Kenan Malik in Padaemonium:
It was forty ago today that Chile’s General Augusto Pinochet overthrew Salvador Allende, in a CIA-supported coup, replacing his democratically elected government with a bloody dictatorship. Twelve days after the coup, the poet Pablo Neruda died in mysterious circumstances, many believe murdered by the Pinochet regime. (Earlier this year a Chilean court ordered Neruda’s body to be exumed for forensic tests and a warrant was issued for the arrest of the man supposedly involved in poisoning the poet).

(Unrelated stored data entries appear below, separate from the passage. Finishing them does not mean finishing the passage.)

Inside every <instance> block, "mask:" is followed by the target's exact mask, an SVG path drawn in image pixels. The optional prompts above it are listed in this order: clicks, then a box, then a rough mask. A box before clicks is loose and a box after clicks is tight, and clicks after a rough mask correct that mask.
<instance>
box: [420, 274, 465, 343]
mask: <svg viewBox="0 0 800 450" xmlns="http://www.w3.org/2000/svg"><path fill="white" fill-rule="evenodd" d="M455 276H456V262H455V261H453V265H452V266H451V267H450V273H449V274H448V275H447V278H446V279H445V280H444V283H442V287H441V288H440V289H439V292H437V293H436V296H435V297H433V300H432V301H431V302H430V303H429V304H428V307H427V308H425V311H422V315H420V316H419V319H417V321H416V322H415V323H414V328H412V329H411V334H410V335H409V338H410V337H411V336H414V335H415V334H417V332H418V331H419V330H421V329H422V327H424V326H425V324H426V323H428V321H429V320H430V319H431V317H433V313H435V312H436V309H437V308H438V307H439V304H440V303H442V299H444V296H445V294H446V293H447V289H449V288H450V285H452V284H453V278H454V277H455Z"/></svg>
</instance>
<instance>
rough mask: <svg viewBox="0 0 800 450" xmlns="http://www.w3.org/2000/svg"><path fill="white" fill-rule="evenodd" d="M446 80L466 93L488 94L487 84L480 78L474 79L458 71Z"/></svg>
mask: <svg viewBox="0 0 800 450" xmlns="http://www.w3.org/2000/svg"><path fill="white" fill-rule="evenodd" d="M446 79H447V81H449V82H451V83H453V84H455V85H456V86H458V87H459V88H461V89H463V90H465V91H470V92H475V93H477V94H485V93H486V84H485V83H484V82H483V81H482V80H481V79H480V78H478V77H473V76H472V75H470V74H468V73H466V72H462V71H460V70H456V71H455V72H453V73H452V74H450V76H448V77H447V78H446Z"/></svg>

Gabriel García Márquez once called Neruda ‘the greatest poet of the 20th century in any language’, though as New York Times Book Review critic Selden Rodman observed after the poet’s death ‘No writer of world renown is perhaps so little known to North Americans’, or indeed to the wider Anglophone world. Born in 1904 as Neftali Ricardo Reyes Basoalto, Neruda chose his pen name after the Czech poet Jan Neruda. He first came to attention with his 1924 collection Veinte poemas de amor y una canción desesperada (‘Twenty Love Poems and a Song of Despair’), a cycle of sensuous and erotically charged love poems, but one also shot through with an almost unbearable sense of alienation, despair and chaos. The Spanish poet Federico García Lorca said of Neruda that he was ‘a poet closer to death than to philosophy, closer to pain than to insight, closer to blood than to ink. A poet filled with mysterious voices that fortunately he himself does not know how to decipher.’